Sanders, a self-identified Democratic socialist, focused his 40-minute speech at San Ysidro High School on such goals as creating a pathway to citizenship for the 11 million unauthorized immigrants living in this country, restoring DACA protections for undocumented people who came to this country as children, stopping federal agents from separating children from parents and reversing other Trump administration policies he criticized as racist.
“What demagogues do is they pick a group of people … and kind of foment hatred against that group,” Sanders said. “Together we are going to move this country in a very different direction.
“We have some 11 million people, the overwhelming majority of whom are honest, hardworking people who are making a huge contribution to the American economy … and who came to this country to escape violence and to search for a better life for themselves and their children. This is not criminal.”
He told the crowd of more than 1,900 that the country also needs to increase the federal minimum wage to $15, cancel all student debt, provide universal health care, close tax loopholes for billionaires and corporations, and improve the quality of jobs,
“We believe in an economy that works for all of us,” he said. “That means not only jobs, but jobs that pay a living wage.”
Sanders said his father immigrated to the U.S. from his native Poland, not speaking a word of English, fleeing poverty and a rise in anti-Semitism.
“I think I understand that if America stands for anything, it stands for being a welcoming country,“ he said. “A country that welcomes and understands the enormous progress immigrants have brought to our country.”
The rally was similar to others the progressive icon held in San Diego this year; it drew energized people of a variety of ages and ethnicities, including many who arrived hours early.

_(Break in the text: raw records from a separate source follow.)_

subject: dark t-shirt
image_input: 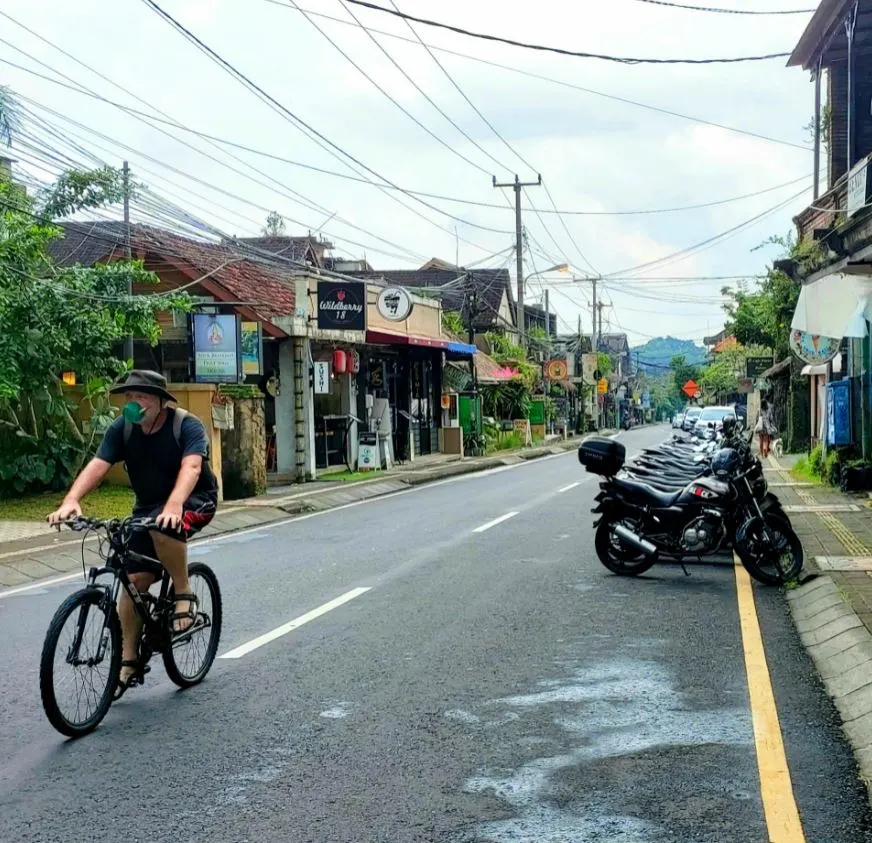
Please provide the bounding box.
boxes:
[97,409,218,506]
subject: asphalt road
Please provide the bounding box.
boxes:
[0,428,872,843]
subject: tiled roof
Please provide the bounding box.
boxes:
[49,222,295,334]
[347,268,511,331]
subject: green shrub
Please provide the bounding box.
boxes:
[808,445,824,477]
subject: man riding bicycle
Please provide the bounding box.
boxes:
[48,369,218,696]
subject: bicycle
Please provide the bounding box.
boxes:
[39,517,222,738]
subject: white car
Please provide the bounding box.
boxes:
[693,407,736,439]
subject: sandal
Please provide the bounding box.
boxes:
[112,659,142,702]
[170,592,198,635]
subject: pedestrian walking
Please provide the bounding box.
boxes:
[754,398,778,459]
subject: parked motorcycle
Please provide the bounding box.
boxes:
[578,431,803,585]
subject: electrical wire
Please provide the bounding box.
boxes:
[290,0,507,175]
[0,54,812,216]
[603,187,809,278]
[338,0,790,64]
[142,0,506,244]
[624,0,815,15]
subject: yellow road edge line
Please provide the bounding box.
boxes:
[734,556,805,843]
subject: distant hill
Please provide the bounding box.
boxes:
[630,337,706,375]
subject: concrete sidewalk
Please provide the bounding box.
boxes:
[766,456,872,798]
[0,430,615,587]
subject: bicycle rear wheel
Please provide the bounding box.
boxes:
[39,588,121,738]
[163,562,221,688]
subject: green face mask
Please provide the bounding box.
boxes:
[121,401,145,424]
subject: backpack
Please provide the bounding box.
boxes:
[124,407,191,448]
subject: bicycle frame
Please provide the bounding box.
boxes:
[66,516,209,666]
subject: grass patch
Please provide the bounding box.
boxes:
[0,485,133,521]
[790,457,822,486]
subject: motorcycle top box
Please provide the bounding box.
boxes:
[578,439,627,477]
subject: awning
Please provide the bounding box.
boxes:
[366,331,450,349]
[790,272,872,339]
[800,354,842,375]
[447,341,478,357]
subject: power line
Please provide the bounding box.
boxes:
[338,0,790,64]
[0,54,812,218]
[142,0,506,246]
[290,0,507,175]
[624,0,815,15]
[604,187,809,279]
[262,0,812,152]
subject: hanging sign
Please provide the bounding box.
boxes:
[375,287,414,322]
[545,360,569,381]
[318,281,366,331]
[193,313,239,383]
[239,322,263,375]
[790,330,842,366]
[313,360,330,395]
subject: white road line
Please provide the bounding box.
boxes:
[0,572,85,599]
[218,588,371,659]
[472,512,518,533]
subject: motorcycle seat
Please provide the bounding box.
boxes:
[614,477,684,507]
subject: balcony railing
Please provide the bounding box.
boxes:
[793,173,848,240]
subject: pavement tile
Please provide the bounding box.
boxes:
[796,602,856,643]
[826,662,872,700]
[818,636,872,680]
[834,685,872,724]
[808,627,869,662]
[793,591,845,620]
[799,604,868,647]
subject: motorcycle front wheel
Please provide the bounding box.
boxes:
[735,514,805,585]
[594,519,657,577]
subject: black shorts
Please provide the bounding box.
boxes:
[127,495,218,580]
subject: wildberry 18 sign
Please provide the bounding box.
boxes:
[318,281,366,331]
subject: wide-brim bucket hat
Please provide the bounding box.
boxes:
[109,369,178,404]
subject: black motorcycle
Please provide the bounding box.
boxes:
[578,439,803,585]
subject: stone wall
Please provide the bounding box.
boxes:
[221,398,266,500]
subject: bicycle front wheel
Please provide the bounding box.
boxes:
[39,588,121,738]
[163,562,221,688]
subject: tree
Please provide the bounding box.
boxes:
[0,92,190,495]
[261,211,286,237]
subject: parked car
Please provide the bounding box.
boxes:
[693,407,736,439]
[681,407,702,432]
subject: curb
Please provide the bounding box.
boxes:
[787,574,872,800]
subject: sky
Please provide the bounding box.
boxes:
[0,0,813,344]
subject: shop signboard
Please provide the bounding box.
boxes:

Crystal Swift, 29, of Point Loma, said Sanders’ health care policies matter most to her.
“When I grew up, my parents didn’t have health insurance — my parents couldn’t afford it,” she said. “I grew up that way, and I don’t want other other kids to grow up that way.”

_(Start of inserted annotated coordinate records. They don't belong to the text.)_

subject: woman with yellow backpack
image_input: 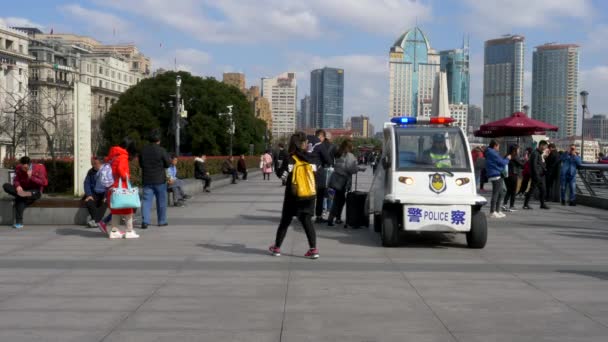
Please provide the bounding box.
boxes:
[268,132,319,259]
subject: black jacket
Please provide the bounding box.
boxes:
[194,158,207,179]
[530,149,547,182]
[139,144,171,185]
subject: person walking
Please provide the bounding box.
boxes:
[545,143,561,202]
[222,156,239,184]
[524,140,549,210]
[194,153,211,192]
[310,129,331,223]
[139,130,171,229]
[2,156,49,229]
[82,158,106,228]
[260,150,272,180]
[560,145,582,206]
[268,132,319,259]
[167,155,190,208]
[327,140,359,227]
[486,140,511,218]
[106,137,139,239]
[236,154,247,181]
[502,145,524,212]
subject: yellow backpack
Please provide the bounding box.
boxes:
[291,156,317,199]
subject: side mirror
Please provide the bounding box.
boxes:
[382,156,391,169]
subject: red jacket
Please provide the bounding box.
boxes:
[106,146,133,215]
[13,163,49,192]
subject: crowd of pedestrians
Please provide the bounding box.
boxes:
[471,140,581,218]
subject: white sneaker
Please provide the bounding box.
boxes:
[125,230,139,239]
[108,230,122,239]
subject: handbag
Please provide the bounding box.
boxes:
[110,177,141,209]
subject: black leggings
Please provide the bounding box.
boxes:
[502,175,517,208]
[274,214,317,248]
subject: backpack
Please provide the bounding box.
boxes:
[291,156,317,199]
[95,162,114,193]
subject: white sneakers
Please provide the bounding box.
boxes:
[490,211,507,218]
[125,230,139,239]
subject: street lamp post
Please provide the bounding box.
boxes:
[580,90,589,161]
[175,75,182,156]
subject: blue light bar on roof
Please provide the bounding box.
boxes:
[391,116,417,125]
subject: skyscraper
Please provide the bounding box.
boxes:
[483,36,525,121]
[262,72,297,138]
[439,42,471,105]
[300,95,314,129]
[310,67,344,128]
[532,44,578,138]
[389,27,440,116]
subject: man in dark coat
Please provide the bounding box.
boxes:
[139,130,171,229]
[310,129,332,223]
[524,140,549,209]
[545,143,561,201]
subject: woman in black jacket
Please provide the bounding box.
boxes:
[268,132,319,259]
[502,145,524,212]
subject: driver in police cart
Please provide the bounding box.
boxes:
[423,133,452,168]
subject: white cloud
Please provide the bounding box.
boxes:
[464,0,592,35]
[0,17,44,29]
[60,4,133,41]
[152,48,215,76]
[97,0,431,43]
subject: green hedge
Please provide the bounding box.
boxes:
[2,156,260,194]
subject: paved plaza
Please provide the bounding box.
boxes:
[0,172,608,342]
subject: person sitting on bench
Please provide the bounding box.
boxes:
[2,156,49,229]
[194,154,211,192]
[222,156,239,184]
[167,155,190,207]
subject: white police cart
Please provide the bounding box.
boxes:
[367,117,487,248]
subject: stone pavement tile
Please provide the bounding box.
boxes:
[121,308,283,332]
[139,293,284,314]
[104,329,280,342]
[433,307,608,336]
[156,279,285,298]
[283,310,446,338]
[0,310,127,331]
[281,329,456,342]
[0,328,107,342]
[454,327,606,342]
[0,294,145,315]
[28,283,159,297]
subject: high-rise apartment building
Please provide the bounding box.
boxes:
[483,35,525,121]
[262,72,297,138]
[389,27,440,116]
[0,26,33,160]
[466,105,483,134]
[583,114,608,141]
[439,43,471,105]
[350,115,371,138]
[299,95,313,129]
[532,44,579,138]
[222,72,245,92]
[310,67,344,128]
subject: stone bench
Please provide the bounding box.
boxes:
[0,171,260,226]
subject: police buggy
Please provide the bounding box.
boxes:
[367,117,487,248]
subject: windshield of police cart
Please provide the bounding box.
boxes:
[395,126,471,172]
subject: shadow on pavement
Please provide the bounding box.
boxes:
[196,243,268,255]
[55,228,108,239]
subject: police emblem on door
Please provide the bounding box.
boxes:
[429,173,446,194]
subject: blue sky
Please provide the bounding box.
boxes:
[0,0,608,131]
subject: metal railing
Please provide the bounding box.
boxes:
[576,164,608,206]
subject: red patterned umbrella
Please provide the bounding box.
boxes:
[475,112,558,138]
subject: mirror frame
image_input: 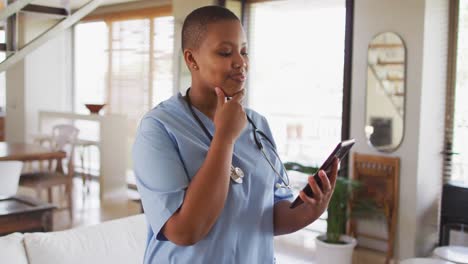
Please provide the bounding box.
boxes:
[363,31,408,153]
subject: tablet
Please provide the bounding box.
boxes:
[289,139,356,208]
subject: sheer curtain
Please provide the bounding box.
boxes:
[74,16,174,179]
[247,0,346,241]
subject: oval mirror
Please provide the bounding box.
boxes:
[364,32,406,152]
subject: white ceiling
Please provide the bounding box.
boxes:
[31,0,138,10]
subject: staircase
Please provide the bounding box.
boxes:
[0,0,103,73]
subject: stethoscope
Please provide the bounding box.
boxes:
[185,88,291,189]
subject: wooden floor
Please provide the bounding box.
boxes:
[20,178,140,231]
[16,178,385,264]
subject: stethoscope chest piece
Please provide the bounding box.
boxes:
[231,165,244,183]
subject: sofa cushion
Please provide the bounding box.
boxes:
[24,215,147,264]
[0,233,28,264]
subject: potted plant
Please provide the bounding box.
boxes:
[285,162,378,264]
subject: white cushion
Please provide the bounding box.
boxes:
[23,215,147,264]
[0,233,28,264]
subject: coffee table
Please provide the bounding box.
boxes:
[0,195,56,236]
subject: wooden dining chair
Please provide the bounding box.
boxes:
[349,153,400,264]
[0,160,23,196]
[20,125,79,220]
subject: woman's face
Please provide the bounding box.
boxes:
[192,20,249,96]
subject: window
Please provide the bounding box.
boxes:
[74,7,174,181]
[449,0,468,183]
[248,0,346,237]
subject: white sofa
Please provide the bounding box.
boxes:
[0,214,147,264]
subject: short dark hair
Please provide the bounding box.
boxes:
[182,5,239,50]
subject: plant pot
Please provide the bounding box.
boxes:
[315,235,357,264]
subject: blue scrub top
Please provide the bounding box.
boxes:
[133,93,292,263]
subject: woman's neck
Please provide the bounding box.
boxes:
[189,86,218,120]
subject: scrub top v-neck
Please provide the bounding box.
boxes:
[133,94,292,263]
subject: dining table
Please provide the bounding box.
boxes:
[0,142,66,172]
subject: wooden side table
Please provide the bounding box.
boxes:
[0,196,56,236]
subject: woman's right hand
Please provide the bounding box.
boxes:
[213,87,247,144]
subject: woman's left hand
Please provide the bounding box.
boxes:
[298,158,340,222]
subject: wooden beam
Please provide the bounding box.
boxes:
[21,4,68,16]
[82,5,172,22]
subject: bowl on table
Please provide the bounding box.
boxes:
[85,104,106,114]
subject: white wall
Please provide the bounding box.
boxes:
[24,30,72,140]
[6,16,72,142]
[416,0,449,255]
[351,0,448,259]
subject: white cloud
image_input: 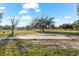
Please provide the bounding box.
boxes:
[7,16,19,19]
[21,15,32,21]
[64,16,72,18]
[19,3,41,14]
[56,19,61,21]
[23,3,39,9]
[35,9,41,12]
[19,10,28,14]
[0,10,2,13]
[0,7,5,10]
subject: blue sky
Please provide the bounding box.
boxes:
[0,3,78,26]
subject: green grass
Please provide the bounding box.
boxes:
[0,39,79,56]
[36,30,79,36]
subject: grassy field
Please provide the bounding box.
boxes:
[0,29,79,56]
[0,39,79,56]
[0,29,79,35]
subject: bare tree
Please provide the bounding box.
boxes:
[10,17,19,36]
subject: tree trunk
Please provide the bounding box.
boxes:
[42,28,44,32]
[11,26,14,36]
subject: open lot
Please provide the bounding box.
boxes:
[0,30,79,56]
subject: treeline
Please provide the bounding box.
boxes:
[0,16,79,31]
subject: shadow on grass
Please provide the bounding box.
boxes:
[0,34,12,47]
[36,31,79,36]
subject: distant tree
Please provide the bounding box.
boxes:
[10,17,19,35]
[32,16,54,32]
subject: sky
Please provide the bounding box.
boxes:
[0,3,78,27]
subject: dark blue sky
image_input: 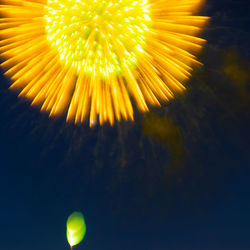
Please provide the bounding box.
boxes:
[0,0,250,250]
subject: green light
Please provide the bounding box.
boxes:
[67,212,86,247]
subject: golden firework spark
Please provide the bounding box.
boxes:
[0,0,208,126]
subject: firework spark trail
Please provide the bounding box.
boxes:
[0,0,208,126]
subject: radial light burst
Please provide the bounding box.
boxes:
[0,0,208,126]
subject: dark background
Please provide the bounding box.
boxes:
[0,0,250,250]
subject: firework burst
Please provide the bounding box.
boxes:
[0,0,208,126]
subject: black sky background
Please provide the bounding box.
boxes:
[0,0,250,250]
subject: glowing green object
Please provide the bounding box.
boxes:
[67,212,86,247]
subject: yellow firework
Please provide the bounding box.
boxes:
[0,0,208,126]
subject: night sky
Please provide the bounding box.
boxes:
[0,0,250,250]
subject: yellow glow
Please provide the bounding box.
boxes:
[0,0,208,126]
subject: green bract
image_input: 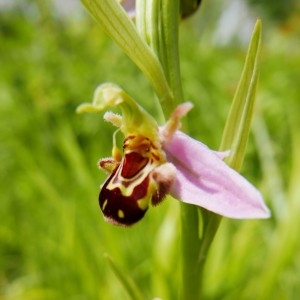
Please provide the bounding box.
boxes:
[77,83,158,141]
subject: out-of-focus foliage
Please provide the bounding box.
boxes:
[0,1,300,300]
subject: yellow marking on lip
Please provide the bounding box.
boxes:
[102,199,107,210]
[118,209,125,219]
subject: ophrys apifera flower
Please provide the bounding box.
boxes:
[78,83,269,226]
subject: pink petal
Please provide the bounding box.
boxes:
[164,131,270,219]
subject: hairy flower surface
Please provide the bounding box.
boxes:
[78,83,270,226]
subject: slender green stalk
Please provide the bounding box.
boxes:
[81,0,173,114]
[160,0,184,108]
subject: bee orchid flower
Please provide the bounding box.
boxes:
[78,83,270,226]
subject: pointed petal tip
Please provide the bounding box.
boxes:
[165,131,270,219]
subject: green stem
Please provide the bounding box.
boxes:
[81,0,173,114]
[180,203,201,300]
[159,0,184,105]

Swift, a Navy operations specialist, said she knew many Sanders supporters in the Navy.
“A lot of people I work with in my age group and especially in my office, we’re all Bernie supporters,” she said. “Our leadership, I guess the older generation, are the ones that lean more Republican.”
Another supporter, Genevieve De Los Santos, 16, said Sanders’ support for free or low-cost college and his consistent messages drew her to the candidate.

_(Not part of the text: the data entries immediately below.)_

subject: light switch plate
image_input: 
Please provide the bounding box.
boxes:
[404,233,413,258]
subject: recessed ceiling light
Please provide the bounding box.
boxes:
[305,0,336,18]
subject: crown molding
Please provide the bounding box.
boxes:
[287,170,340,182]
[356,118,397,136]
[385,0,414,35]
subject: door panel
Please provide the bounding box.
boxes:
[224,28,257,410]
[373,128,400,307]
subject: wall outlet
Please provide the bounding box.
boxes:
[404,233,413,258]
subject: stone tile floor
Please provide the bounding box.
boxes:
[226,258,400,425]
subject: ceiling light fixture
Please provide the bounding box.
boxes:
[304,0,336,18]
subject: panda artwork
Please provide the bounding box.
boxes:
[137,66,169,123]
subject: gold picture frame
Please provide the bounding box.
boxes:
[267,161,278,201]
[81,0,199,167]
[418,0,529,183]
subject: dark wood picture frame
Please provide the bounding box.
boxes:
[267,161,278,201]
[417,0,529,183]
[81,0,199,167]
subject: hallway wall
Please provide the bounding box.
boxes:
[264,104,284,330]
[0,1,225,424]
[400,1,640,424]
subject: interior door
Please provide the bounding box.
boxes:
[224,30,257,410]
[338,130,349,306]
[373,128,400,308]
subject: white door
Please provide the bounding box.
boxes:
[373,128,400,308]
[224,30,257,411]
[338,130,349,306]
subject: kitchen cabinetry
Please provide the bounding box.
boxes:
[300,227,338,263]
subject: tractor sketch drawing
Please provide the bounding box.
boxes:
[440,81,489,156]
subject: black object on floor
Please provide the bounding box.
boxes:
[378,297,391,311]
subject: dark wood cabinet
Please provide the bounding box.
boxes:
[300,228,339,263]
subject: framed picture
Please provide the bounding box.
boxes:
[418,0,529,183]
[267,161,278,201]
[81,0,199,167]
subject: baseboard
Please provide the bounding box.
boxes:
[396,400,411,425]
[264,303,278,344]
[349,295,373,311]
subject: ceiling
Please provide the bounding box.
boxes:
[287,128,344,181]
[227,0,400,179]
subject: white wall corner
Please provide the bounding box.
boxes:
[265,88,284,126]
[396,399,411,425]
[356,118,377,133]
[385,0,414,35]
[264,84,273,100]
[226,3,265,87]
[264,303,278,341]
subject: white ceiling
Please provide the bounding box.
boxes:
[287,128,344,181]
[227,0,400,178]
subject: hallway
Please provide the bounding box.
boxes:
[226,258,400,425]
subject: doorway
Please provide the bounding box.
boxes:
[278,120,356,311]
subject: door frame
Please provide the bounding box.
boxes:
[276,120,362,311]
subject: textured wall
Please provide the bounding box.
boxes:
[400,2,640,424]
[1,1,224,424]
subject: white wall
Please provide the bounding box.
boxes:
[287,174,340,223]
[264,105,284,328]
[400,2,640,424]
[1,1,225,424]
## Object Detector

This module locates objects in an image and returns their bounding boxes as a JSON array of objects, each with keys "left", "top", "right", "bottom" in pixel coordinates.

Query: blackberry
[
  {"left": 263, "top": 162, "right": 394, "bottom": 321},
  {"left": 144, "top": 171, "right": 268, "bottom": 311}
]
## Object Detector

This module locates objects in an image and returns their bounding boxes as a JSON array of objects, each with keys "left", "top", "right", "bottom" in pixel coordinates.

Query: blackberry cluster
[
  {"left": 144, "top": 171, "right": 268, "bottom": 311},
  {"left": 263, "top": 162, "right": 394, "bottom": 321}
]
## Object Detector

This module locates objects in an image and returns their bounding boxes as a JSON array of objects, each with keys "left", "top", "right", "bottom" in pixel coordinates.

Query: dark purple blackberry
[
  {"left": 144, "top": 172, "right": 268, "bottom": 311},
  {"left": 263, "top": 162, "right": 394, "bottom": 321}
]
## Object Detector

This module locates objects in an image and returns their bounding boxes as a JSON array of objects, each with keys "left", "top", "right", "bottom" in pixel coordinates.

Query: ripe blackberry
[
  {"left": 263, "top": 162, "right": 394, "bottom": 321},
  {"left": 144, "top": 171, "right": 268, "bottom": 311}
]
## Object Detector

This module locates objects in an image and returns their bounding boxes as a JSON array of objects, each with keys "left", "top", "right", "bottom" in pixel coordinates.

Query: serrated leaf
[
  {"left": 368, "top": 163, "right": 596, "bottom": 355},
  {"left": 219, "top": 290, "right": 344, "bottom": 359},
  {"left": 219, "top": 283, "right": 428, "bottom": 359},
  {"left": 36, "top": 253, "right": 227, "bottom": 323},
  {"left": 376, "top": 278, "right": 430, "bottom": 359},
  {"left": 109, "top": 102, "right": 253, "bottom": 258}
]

“You see all these articles about him from the past, before he was even in the public eye, (and) he was supporting some of the same causes he’s still talking about,” she said.
The San Ysidro High junior said Friday’s was her first political rally and that Sanders coming to San Ysidro was special.
“Our school has always been ... the one that people (weren’t) really proud of,” she said,"like, they didn’t want to say they were from San Ysidro because we just always had like a negative reputation because of the high Latino and minority population. But ... to have somebody like Bernie Sanders coming here, it’s like they’re giving us a little bit more credibility.”
Unlike the senator’s last rally in San Diego County, his visit Friday drew little protest.
Brian Smith, of San Diego, stood alone outside the rally entrance with two homemade protest signs. One sign read: “Trump’s not advertising hate. You are.”
The other decried DACA and said “blame the parents.”
Smith said he was motivated to come out not to protest Sanders, but to support President Donald Trump. He said not supporting Trump’s border wall is akin to leaving one’s door open at night while asleep.
“I’m usually not this politically active by any means. I’ve never made signs of my life,” Smith said.
Since California moved its primary to an earlier date, March 3, a number of Democratic presidential hopefuls are spending more time here, courting votes from the most delegate-rich state.
Sanders has hosted more events in San Diego County than any other candidate. He held two rallies here earlier this year — one in downtown San Diego in March and another in Vista in August — and this summer he participated in the UnidosUS Conference alongside four other presidential candidates at the convention center in downtown San Diego.
Sanders is a favorite among San Diego County residents when it comes to fundraising.
In the first six months of the year, San Diego County residents gave nearly $1.3 million to 22 presidential candidates. Trump’s campaign received the most, $353,569, while South Bend, Indiana Mayor Pete Buttigieg gained $222,457, and Sanders’ pocketed $151,541, according to federal election data.
As the Democratic field has thinned to 15, Sanders is vying with Massachusetts Sen. Elizabeth Warren, former Vice President Joe Biden, Buttigieg, Minnesota Sen. Amy Klobuchar, Tech entrepreneur Andrew Yang, New Jersey Sen. Cory Booker, former Housing and Urban Development Secretary Julian Castro, Hawaii Rep. Tulsi Gabbard, former New York City Mayor Michael Bloomberg and billionaire Democratic activist Tom Steyer.